Lab Exercise

[url=https://remote.rsccd.edu/en/liturgical-organ-pipe-organ-reeds-811168/,DanaInfo=pixabay.com,SSL+]"Organ"[/url] by Sebastiano_Rizzardo  is in the [url=https://remote.rsccd.edu/publicdomain/zero/1.0/,DanaInfo=creativecommons.org+]Public Domain, CC0[/url]
"Organ" by Sebastiano_Rizzardo is in the Public Domain, CC0

Guitar String Resonances

In this section you will measure the resonant frequencies of waves formed along a guitar string. Do not confuse these with sound in air. A string will have traveling waves traveling both ways along its length once plucked. These will form a series of resonant standing waves on the string. These standing waves will stir up the air which will in turn excite resonances inside the body of the guitar (which will be of the same frequencies), but the origin of all that was the standing waves on the string. We will use a sound sensor obtained from this link to see the sound graphically in real time: Spectral Analysis Software. 1. Get the software installed and running. On the right side of the lower window, change the scaling to 4x. Also un-check the logarithmic x-axis. 2. Pluck a single guitar string close to your mic input on your laptop. If you don't know where it is, move the guitar around your laptop while it's making sound until you see the signal grow on the screen. That should help you locate the mic input. 3. Just after the string is plucked near your mic, hit "Save Spectrum". This will open another window. Go to view, and remove the check mark before "phase". Max out the window and click and drag to zoom into the region between 0 and 2000 Hz. Make sure what you recorded contains at least 7 clear harmonics. If not, redo this part. 4. Record the values of the first 7 harmonics of the string.
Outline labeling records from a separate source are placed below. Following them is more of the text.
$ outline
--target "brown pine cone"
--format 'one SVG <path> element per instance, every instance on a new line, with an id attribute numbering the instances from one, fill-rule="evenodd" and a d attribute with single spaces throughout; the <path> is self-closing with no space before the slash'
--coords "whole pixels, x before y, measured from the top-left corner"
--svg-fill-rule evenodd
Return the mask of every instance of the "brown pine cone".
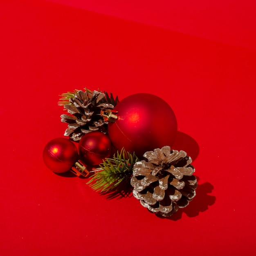
<path id="1" fill-rule="evenodd" d="M 171 216 L 189 204 L 197 186 L 192 160 L 184 151 L 166 146 L 146 152 L 134 166 L 133 195 L 150 211 Z"/>
<path id="2" fill-rule="evenodd" d="M 61 116 L 61 121 L 68 124 L 64 135 L 78 141 L 84 134 L 92 131 L 107 133 L 108 122 L 104 121 L 100 112 L 112 109 L 114 105 L 107 101 L 112 103 L 115 101 L 113 100 L 112 94 L 110 99 L 108 95 L 97 91 L 77 91 L 69 99 L 70 103 L 64 105 L 70 115 Z"/>

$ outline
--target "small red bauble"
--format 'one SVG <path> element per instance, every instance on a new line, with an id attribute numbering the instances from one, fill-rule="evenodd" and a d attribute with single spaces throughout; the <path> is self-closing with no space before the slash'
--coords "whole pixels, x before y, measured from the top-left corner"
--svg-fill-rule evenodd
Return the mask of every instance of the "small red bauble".
<path id="1" fill-rule="evenodd" d="M 141 157 L 146 151 L 171 146 L 177 132 L 175 115 L 157 96 L 138 93 L 126 97 L 114 108 L 117 119 L 108 123 L 108 135 L 119 151 L 123 147 Z"/>
<path id="2" fill-rule="evenodd" d="M 112 144 L 109 138 L 100 132 L 91 132 L 81 139 L 78 145 L 79 157 L 86 164 L 97 165 L 109 157 Z"/>
<path id="3" fill-rule="evenodd" d="M 62 173 L 71 169 L 78 153 L 74 144 L 67 139 L 56 138 L 45 146 L 43 157 L 45 165 L 54 173 Z"/>

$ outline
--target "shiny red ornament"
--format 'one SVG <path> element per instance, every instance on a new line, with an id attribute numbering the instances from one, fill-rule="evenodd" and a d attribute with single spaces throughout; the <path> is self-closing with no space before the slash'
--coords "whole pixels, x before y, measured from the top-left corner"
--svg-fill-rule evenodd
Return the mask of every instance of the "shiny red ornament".
<path id="1" fill-rule="evenodd" d="M 49 141 L 44 149 L 43 157 L 45 165 L 54 173 L 70 170 L 78 157 L 76 147 L 67 139 L 56 138 Z"/>
<path id="2" fill-rule="evenodd" d="M 108 123 L 108 135 L 119 151 L 124 147 L 141 157 L 146 151 L 174 143 L 176 117 L 161 98 L 147 93 L 132 94 L 121 101 L 114 110 L 117 117 L 109 119 L 114 122 Z"/>
<path id="3" fill-rule="evenodd" d="M 80 158 L 85 163 L 97 165 L 111 153 L 111 141 L 106 135 L 100 132 L 91 132 L 84 135 L 78 145 Z"/>

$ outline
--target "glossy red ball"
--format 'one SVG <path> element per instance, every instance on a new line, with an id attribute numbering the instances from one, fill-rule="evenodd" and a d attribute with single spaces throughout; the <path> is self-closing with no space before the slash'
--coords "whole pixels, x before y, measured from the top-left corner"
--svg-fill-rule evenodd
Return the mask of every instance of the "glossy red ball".
<path id="1" fill-rule="evenodd" d="M 70 170 L 77 159 L 78 152 L 74 144 L 67 139 L 56 138 L 49 141 L 44 149 L 45 165 L 54 173 Z"/>
<path id="2" fill-rule="evenodd" d="M 79 155 L 85 164 L 97 165 L 109 157 L 111 153 L 111 141 L 106 135 L 100 132 L 91 132 L 81 139 L 78 145 Z"/>
<path id="3" fill-rule="evenodd" d="M 171 146 L 177 132 L 173 110 L 164 100 L 147 93 L 126 97 L 114 110 L 117 119 L 108 123 L 108 135 L 119 151 L 124 147 L 141 157 L 147 151 Z"/>

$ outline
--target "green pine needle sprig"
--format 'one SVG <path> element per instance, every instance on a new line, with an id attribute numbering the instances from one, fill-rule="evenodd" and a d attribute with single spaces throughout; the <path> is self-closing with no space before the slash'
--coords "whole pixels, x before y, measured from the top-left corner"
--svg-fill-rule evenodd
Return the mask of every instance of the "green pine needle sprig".
<path id="1" fill-rule="evenodd" d="M 92 188 L 101 193 L 116 191 L 123 183 L 130 179 L 133 166 L 139 161 L 135 153 L 131 154 L 123 148 L 113 158 L 107 158 L 99 165 L 98 171 L 87 183 Z"/>
<path id="2" fill-rule="evenodd" d="M 63 93 L 60 96 L 61 98 L 60 99 L 60 100 L 58 103 L 59 106 L 63 106 L 65 104 L 71 104 L 70 102 L 70 99 L 74 98 L 79 90 L 76 89 L 74 92 L 67 92 L 65 93 Z"/>
<path id="3" fill-rule="evenodd" d="M 88 95 L 90 96 L 92 94 L 93 92 L 93 91 L 89 90 L 86 88 L 84 88 L 83 90 L 85 92 L 87 93 Z M 58 105 L 60 106 L 63 106 L 65 104 L 71 104 L 72 103 L 70 101 L 70 99 L 71 98 L 74 98 L 75 95 L 79 91 L 79 90 L 76 89 L 74 90 L 74 92 L 67 92 L 63 93 L 61 94 L 60 96 L 61 96 L 61 98 L 60 99 L 58 103 Z M 98 89 L 98 91 L 100 92 L 103 92 L 99 89 Z M 107 102 L 110 103 L 110 104 L 112 104 L 114 107 L 117 106 L 117 103 L 119 102 L 118 96 L 117 96 L 116 98 L 115 99 L 112 93 L 110 93 L 110 96 L 108 95 L 107 92 L 104 91 L 103 93 L 105 94 L 105 99 L 102 99 L 101 100 L 102 101 L 102 103 Z"/>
You can see the values as you move the cursor around the plot. Take note that sometimes these harmonics will have near zero amplitude. From theory you should know what to expect in terms of their frequencies. This often helps discerning what is noise versus signal. 5. Plot the frequency (y-axis) versus the harmonic number n (x-axis) in whatever software you wish. 6. Create a linear fit to the data with the equation displayed. If you wish to do this in geogebra, I will show you how easy it is. 7. What should the slope represent? 8. What do you find the fundamental frequency of the string to be?

Open Ended Pipe Resonance Modes

In this section you will find the resonance modes of the air inside a pipe that is open on one end. You can think of this as a model of an organ pipe. The pipe is open on the top and has an adjustable water column on the other end - to make the length of the pipe adjustable. Recall that a single, open end adds a reflective phase change that is not present in the closed resonance chamber. You will be using a tuning fork as the source of the excitation for the resonance. When the tuning fork (acting as a fundamental) matches any resonance mode in the pipe (which may be multiples of the fundamental), it will cause the pipe to resonate and "sing" back. This is like pushing a kid on a swing at just the right times to induce a big swing. You can push the kid every swing, every second swing, every third swing, etc, and in all of those cases induce a large swing. What's different here is that the kid (pipe) has multiple swing frequencies (resonance modes) that you (the tuning fork) can excite. So the system is more complex than a kid on a swing. 1. Obtain a tuning fork and read the frequency off the fork and record it. 2. To save time, predict the approximate depth of column that will resonate at that frequency. Use the speed of sound in air as v=343 m/s. 3. Strike the tuning for ON A SURFACE THAT IS NOT HARD - like your knee or the edge of a book. The tuning forks are aluminum - a notoriously soft metal. If a fork gets dented it will have an effect on its ability to resound and potentially on its frequency of resonance. 4. Hold the fork with prongs downward just above the pipe and have someone else VERY SLOWLY vary the column depth around your starting value until the pipe "sings back" as loudly as possible. Just use your ear to discern this. 5. Record that depth as L1. Do this for the next two harmonics as well and record the depths. 6. Compare the theoretically expected depths to the measured ones and calculate the percentage error for each of them. Add to your measured depths 0.6D (where D is the inner diameter of the pipe). This is because it can be shown that the reflected sound waves near the open end of the pipe actually travel a bit beyond the physical end of the pipe, and 0.6D is a good approximation for that extra distance.

QUESTIONS

1. Which harmonics are present on the guitar string (by n value)? 2. Which harmonics are present on a pipe with one open end (by n value)? 3. Do pipes produce frequencies slightly higher or slightly lower than what you'd expect from just using their physical length as the length of the resonance chamber?